VideoHelp Forum




+ Reply to Thread
Results 1 to 4 of 4
  1. Alright, so I'm just a guy looking to put some 10 minute videos on Youtube. I got into AviSynth and became tempted by all of the available tools, so I decided to try nnedi3 and eedi3 combined for my deinterlacing. Problem is, it's way too slow for me. Looks amazing, but my compressor told me it would take at least 16 hours at 6000 bitrate and I simply can't have that. The most I'd be willing to deal with would probably be 10 hours... I have had good results with Yadif I guess, but I'm looking for something a little better with not TOO much added time. Any suggestions?

    Oh, and I also can't have anything that will alter the frame rate.
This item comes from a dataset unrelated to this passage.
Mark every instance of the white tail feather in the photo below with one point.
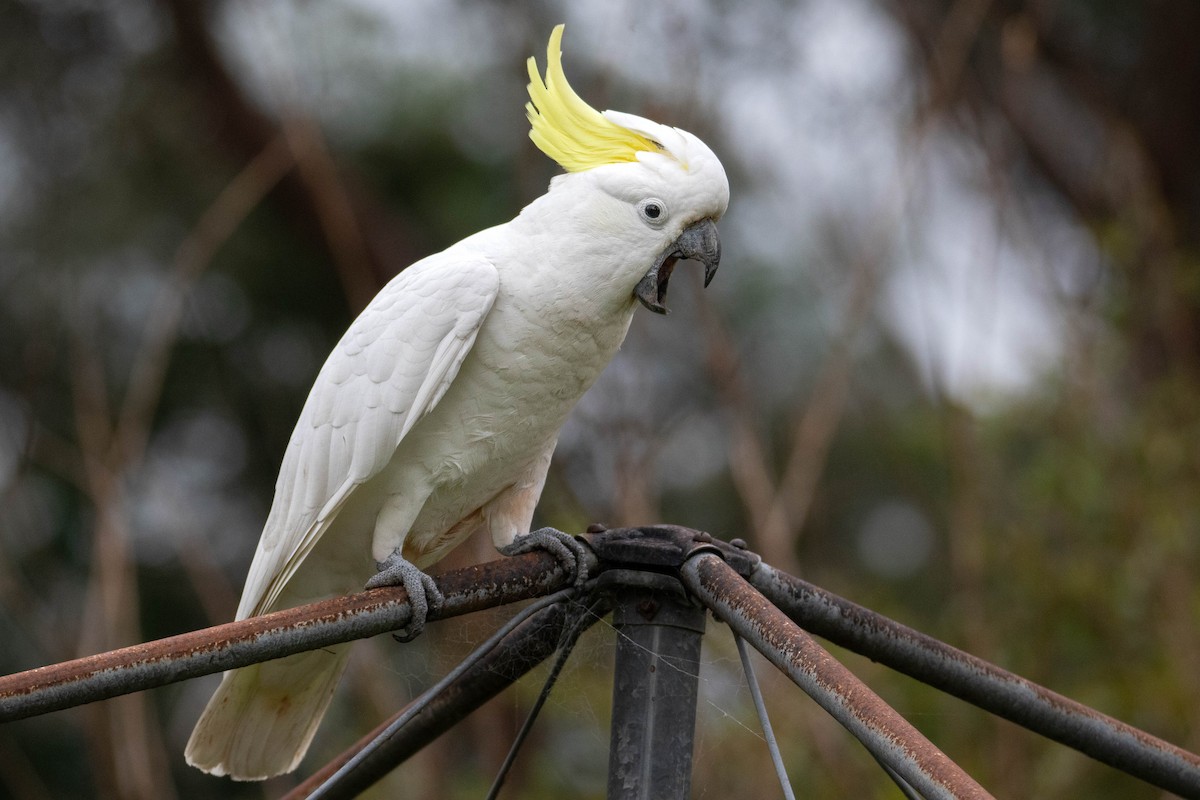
(262, 719)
As long as there's an option to maintain my framerate, it's fine.

    ALSO, when I say 16 hours, I mean with a 2-pass encoding. I've heard you can apply filters on just one pass, but is that wise? How would I do it, take out the filters in the AviSynth script for the first pass and put them back in the 2nd?
    Last edited by Shizam; 19th Aug 2010 at 02:12.
    Quote Quote  
  2. There are some "fast" settings for TempGaussMC_beta1mod() posted somewhere around here. That is about five times faster than the default speed.

    https://forum.videohelp.com/threads/319816-Improving-old-VHS-What-to-expect?p=1981816&v...=1#post1981816

    Still about 1/10 the speed of Yadif() though.
    Last edited by jagabo; 19th Aug 2010 at 06:40.
    Quote Quote  
  3. Originally Posted by Shizam View Post
    ALSO, when I say 16 hours, I mean with a 2-pass encoding. I've heard you can apply filters on just one pass, but is that wise? How would I do it, take out the filters in the AviSynth script for the first pass and put them back in the 2nd?
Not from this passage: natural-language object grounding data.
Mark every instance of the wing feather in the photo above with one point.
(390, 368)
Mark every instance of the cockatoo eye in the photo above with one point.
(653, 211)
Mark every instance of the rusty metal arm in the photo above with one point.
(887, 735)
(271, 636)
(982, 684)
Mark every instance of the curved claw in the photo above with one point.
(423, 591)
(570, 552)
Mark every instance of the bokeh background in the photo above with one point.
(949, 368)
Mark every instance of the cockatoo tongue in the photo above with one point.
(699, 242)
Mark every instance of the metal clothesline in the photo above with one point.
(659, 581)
    It's not wise to apply filters to only 1 pass (I would assume you mean the 2nd pass) , because filters can change the frametype distribution (e.g. It might have been an b-frame with the filter, but now it's a p-frame). For deinterlacing, it's even more drastic - it's a completely different source when you deinterlace so probably not even possible.

    You can apply filters to a lossless intermediate first , e.g. huffyuv, lagarith, ut video codec , then use that as input to your compressor

    You have to endure slow filters twice right now (they are applied on both passes), instead you can use them only once . On slow filters (like temporal filters) or stacked filters , even though you are technically doing 3 passes now, it ends up to be significantly faster when you use slow filters, since that is usually the bottleneck (not the actual encoding.)
    Quote Quote  
  4. Or just run 1-pass CQ encodes. If it's going to YouTube the size doesn't matter as long as it's below their 2 GB (?) limit.